2015 Outlook, part 12By Randell Tiongson on February 4th, 2015
Years of steady structural reforms under 4 Presidents, improved demographics, technology shifts and many other factors have been factors behind the Philippine growth story. I would like to personally thank the BSP for being a strong institution that has made all this growth a reality.
As I close this 2015 Outlook series, I believe that the best way to do so is to feature the views of one of my favorite economic icons in the country, BSP Deputy Governor Diwa Guinigundo. How I wish more and more people can learn from him which will not only give you wisdom, it will help you with your faith.
The 2015 Outlook of BSP Deputy Governor Diwa Guinigundo
I continue to see the Philippine economy performing in accordance to its higher potential capacity. Four factors support this trend that many people may not be exactly aware.
One, with sustained technology application, total factor productivity has improved over the years. Two, economic efficiency has gained more traction. Three, labor market dynamics have been favorable with more educated, more trained graduates joining the labor pool. And finally, demographic factor has been supportive with more young people keeping the dependency ratio relatively low.
What drove these growth-positive factors have been the twenty years of steady policy and structural reforms. These are clearly a demonstration that the Philippine Government has attained a good sense of governance. Four presidencies have continued with building institutions. If nations fail because of bad institutions, one can therefore argue that the Philippines has achieved strong resiliency because it has been heavily engaged in institution building even through the Global Financial Crisis in 2007-2009.
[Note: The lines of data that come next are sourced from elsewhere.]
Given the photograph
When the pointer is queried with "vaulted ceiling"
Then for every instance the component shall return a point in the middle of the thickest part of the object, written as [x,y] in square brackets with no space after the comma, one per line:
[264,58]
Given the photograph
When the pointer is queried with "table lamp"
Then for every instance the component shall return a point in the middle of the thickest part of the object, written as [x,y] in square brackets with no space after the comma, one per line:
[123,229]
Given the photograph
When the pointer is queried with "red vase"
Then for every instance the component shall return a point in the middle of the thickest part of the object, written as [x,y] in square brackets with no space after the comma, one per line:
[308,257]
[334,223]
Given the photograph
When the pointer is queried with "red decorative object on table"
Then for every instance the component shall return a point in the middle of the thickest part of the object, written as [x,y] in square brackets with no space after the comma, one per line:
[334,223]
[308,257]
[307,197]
It should not therefore be surprising if I will uphold the government target of 7-8 percent economic growth in 2015 and 2016. I see more diversified sources of growth: more investment and public spending supporting private consumption, manufacturing, construction and agriculture contributing to the growth process complimentary to services. That growth range has been achieved at some point in the past, I don’t see any reason why that should be elusive in the future. What we need to see is more infrastructure and infrastructure.
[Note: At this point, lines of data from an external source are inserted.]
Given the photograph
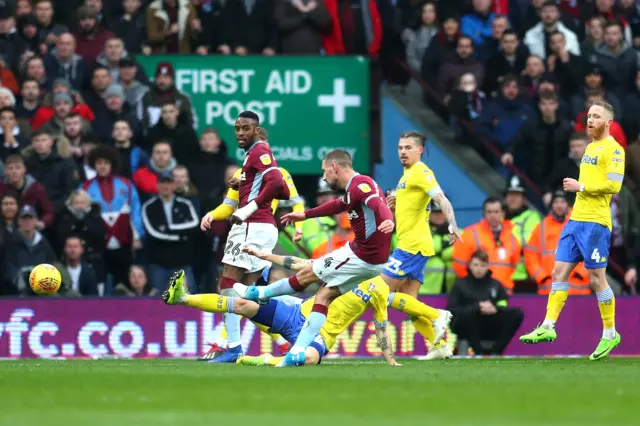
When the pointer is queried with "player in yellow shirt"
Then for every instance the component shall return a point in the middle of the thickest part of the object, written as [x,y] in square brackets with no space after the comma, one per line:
[285,316]
[587,235]
[404,273]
With investment grade continuing to go up, both domestic and foreign investment should remain bullish about the Philippines. Infrastructure including power should remain the focus of these investments.
With good supply prospects and pro-active monetary policy, helped by the decline in oil and other commodity prices, I see inflation averaging at a rate comfortably within the lower target range of 2-4 percent for both 2015 and 2016. The BSP and the national government have good monetary and fiscal space, respectively, to continue promoting price stability and good public finance.
On the external front, I see our initial forecast of sustained external payments surplus continuing to be broadly appropriate. The balance of payments should be able to bounce back strongly from a shortfall in 2014 to a surplus in both 2015 and 2015, with the current account expected to show increasing positive position of at least $6.0 billion.
These are premised on one, recovery in the global economy but at an uneven pace. This dimension is important because unevenness should lead to divergent monetary policies. US is turning the corner so I expect it to start preparing the stage for some tightening which could result in some capital outflows in the Philippines. Europe and Japan remain soft so monetary policy is needed to be accommodative which could drive some capital to flow to emerging markets including the Philippines. China and India are the other difficult challenges with structural issues threatening to pull them down so we should see a generalized easing among many central banks. All told, the asynchronous policies could pull each other apart and generate some volatilities in the global and regional financial markets. The Philippines should be very vigilant in monitoring these developments and should be prepared to act decisively as necessary.
I also expect to see our strong and stable banking system continuing to provide additional resiliency to the economy. Financial intermediation is expected to remain supportive of economic growth. With key reforms in place and expected to be pursued, market confidence should remain strong and this is something that does not come by easily.
There would always be some risks even at the tail end. This is the reason why the BSP is always doing stress tests and scenario building exercises to ensure we are not surprised by external shocks. This is the reason why we have a stable of early warning systems on the key sectors of the economy including the business cycle.
So paraphrasing Einstein, let me say that what is incomprehensible about the economy is that it is comprehensible.
Mr. Guinigundo is the deputy governor of the Bangko Sentral ng Pilipinas in charge of monetary policy and operations, international relations and operations, currency management and regional monetary affairs. He was the Philippines’ representative at the IMF, Washington, DC as alternate executive director. Previously, he was head of research at the Southeast Asian Central Banks Research and Training Center in Kuala Lumpur. At present, he chairs the SEACEN Experts Group on Capital Flows and a member of the SEACEN Executive Committee. He sits at the NEDA Board, National Food Authority Council and National Home Mortgage Finance Corporation Board.
Outside government, Mr Guinigundo is the senior pastor of a local Christian church, Fullness of Christ International Ministries, and advises the BSP Christian Fellowship. He leads in the nationwide Touching Heaven Changing Earth which aims to unite the body of Christ in the Philippines.